Did you know that a lot of your arguments with your partner could be avoided if you knew their love language? Thanks to Gary Chapman’s Five Love Languages, couples all over the world have been able to analyze how they give and receive love. In this article, we’re going to be talking about the physical touch love language, and it’s not all about sex! Physical touch, such as hugs and cuddles, releases the feel-good hormone oxytocin and can even boost your immunity—all the more reason to snuggle up to your beau or sweetheart. If you love to be close to your partner and crave their warm hugs, your love language might just be physical touch. If your way of showing your partner you love them is a caress or a kiss, your love language might be physical touch.
Signs your love language is physical touch
- You’re a ‘touchy’ person; you love to cuddle, snuggle, kiss, and caress your partner.
- You feel loved when your partner wants to be physically close to you, hug you, kiss you, etc.
- You might feel rejected when your partner doesn’t express love through touch.
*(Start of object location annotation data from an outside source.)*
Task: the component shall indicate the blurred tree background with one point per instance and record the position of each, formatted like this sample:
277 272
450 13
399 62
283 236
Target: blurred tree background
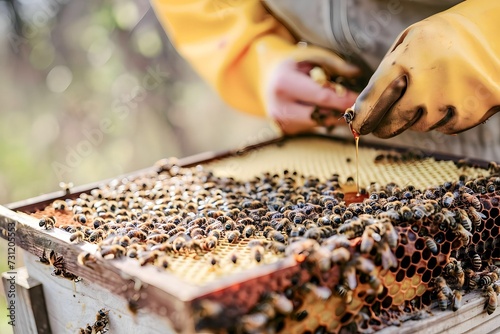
93 89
- You love to hold hands in public.
- When you’re stressed out, there’s nothing better than your partner’s hugs or caresses.
- Your partner doesn’t have to say ‘I love you to make you feel loved.
Sex vs physical touch love language
Just because someone’s love language is physical touch doesn’t mean that they’re all about sex. However, they might value sex as a way to connect to their partner. By the same token, just because someone’s love language is not physical touch doesn’t mean that they don’t value sex or want to have a lot of sex. Most of the ways someone with a physical love language likes to express and receive love are actually non-intimate.
Ways to express love with non-intimate physical touch
Although non-intimate touch can lead to intimacy, it doesn’t have to. Some of the best ways you can be physically close to your partner are through non-intimate physical touch, such as sitting close to each other on the couch, hugging, touching their hair, rubbing their back, and even play fighting!
Tips for expressing love through physical touch
- Spontaneity: It’s great having a partner who understands how you receive love and acts on it. It’s even better when they do it spontaneously! Next time they’re doing the dishes, wrap your arms around them and kiss their neck and shoulders. When they’re lying on you on the couch, take the opportunity to run your fingers through their hair or rub their back. If they’re resting their feet on you, give them a foot massage. Be creative!
- Ask your partner what they like: If you and your partner have different love languages, it can be difficult to know what they specifically like within their love language. So if in doubt, ask them! If your partner has the physical touch love language, ask them what their favorite physical touches are. They might love cuddling but hate being massaged. Everyone is different!
- Don’t overdo it: Just because someone’s love language is physical touch, you don’t have to make that the only love language between you. Your partner might love physical touch, but they might also appreciate a few words of affirmation now and again. Mix it up.
- Be Genuine: Be genuine as you provide your partner with physical showcases of your love and affection. Don’t just hold them because you think you have to hold them, but hold them because deep down, you want to feel their body and soul closer to yours. Trust us; if your partner’s love language is the physical touch love language, they will easily be able to differentiate between genuine and non-genuine physical affection.
“Help! My love language is physical touch, but my partner’s isn’t!”
If this is you, don’t be concerned. Everybody is different, so it’s actually more likely that your partner will have a different love language than you than have the same one. The theory of The Five Love Languages is a great tool to use to find out how you both give and receive love, to understand your partner more and what they need. So by knowing that your love language is physical touch, your partner can adjust how they express love to you. Sometimes it can take some adjusting when you’re not used to expressing love in a certain way. But if your partner really cares about you and wants your relationship to work out, they will want to make you feel loved in the way you feel love.
How to work out your love language …
- Go to www.5lovelanguages.com
- Do The Love Language™ Quiz to find out your love language. The result will show a percentage for all the love languages. The highest one is your main love language. But take note of the other ones. It can be an interesting combination!
- Read up on your love language. If doing this as a couple, it’s best to do the quiz together and read up on each other’s love languages together.
- Use your results to be mindful in how you express love in your relationship.
Final word …
Knowing your partner’s love language is key to making them feel loved and understanding them on a deep level. It might also prevent a misunderstanding or two! If you or your partner’s love language is physical touch, remember that this doesn’t just mean sexual intimacy. It can be anything from sitting close to each other on the couch to kissing to spontaneously hugging your partner. The key to getting it right is communicating with your partner. If there is something specific that makes you feel loved, tell your partner. So many arguments occur in relationships due to partners assuming that their partner can read their minds. But this is no science fiction movie. How can your partner know how you feel loved if you don’t tell them? Stop assuming your partner knows how to express love to you and do The Five Love Languages Quiz! You won’t regret it!